Buddhist families are not tired after Christmas gift giving, so there were birthday presents. In the early years, when my Great-grandmother was alive my presents from the Panadura clan arrived by train. A huge woven reed box with all kinds of traditional goodies from the famed kitchen at Walauwa; a birthday dress from my Poddi — short for Poddi Amma, the small mother and my mother’s sister Irangani Fernando ( now Irnagani Soysa) and books from Honda Amma ( the good aunt , my mother’s cousin) Malini Wijesekera (later to be Malini Ransooriya), then the Vice Principal of my school Sri Sumangala Girls’ School in Panadura.
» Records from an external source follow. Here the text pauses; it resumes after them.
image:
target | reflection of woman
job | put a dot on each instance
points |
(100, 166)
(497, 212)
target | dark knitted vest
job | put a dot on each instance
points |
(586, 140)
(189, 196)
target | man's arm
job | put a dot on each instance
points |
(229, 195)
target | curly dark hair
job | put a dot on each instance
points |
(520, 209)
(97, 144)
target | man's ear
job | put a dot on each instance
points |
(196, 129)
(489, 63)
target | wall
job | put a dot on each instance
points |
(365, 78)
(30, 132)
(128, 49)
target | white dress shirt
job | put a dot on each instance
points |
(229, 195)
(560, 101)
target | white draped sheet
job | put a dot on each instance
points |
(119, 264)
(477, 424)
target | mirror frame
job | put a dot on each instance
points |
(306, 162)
Usually by the first, all the birthday cards had arrived and only the ones who remembered last minute would send telegrams. There was excitement when we heard the postman’s bell when he delivered the telegrams and a bigger thrill if it was addressed to you. Today, it’s email, sms, e-greeting card although Tara my granddaughter singing Happy Birthday on Skype was a lovely present for the start of the year.
Then on 31st night we watched the sun go down and the fishermen put out the boats to sea. The twilight deepened gradually and the kerosene oil lamps from the boats became twinkling lights on the horizon – a photo that exists only in my mind now.
The celebrations next day were simple and woven into a family day– Kiribath –rice with coconut milk in the morning, sea baths and a special lunch of my favourite food. Maybe a boat ride on the river, if my father decided to go to our estate across the lotus filled lake. I’d get to wear my new dress and of course there was the joy of curling up on an easy chair on the back verandah to read the new book munching on the goodies from Panadura.
Then and now, first of January is a time when families trek to temples, Kovils and Churches and we seek the blessings of the gods and guidance in the New Year. If my birthday book present was a good read, which was usually the case, I’d refuse to go to temple, pleading that it was my birthday wish.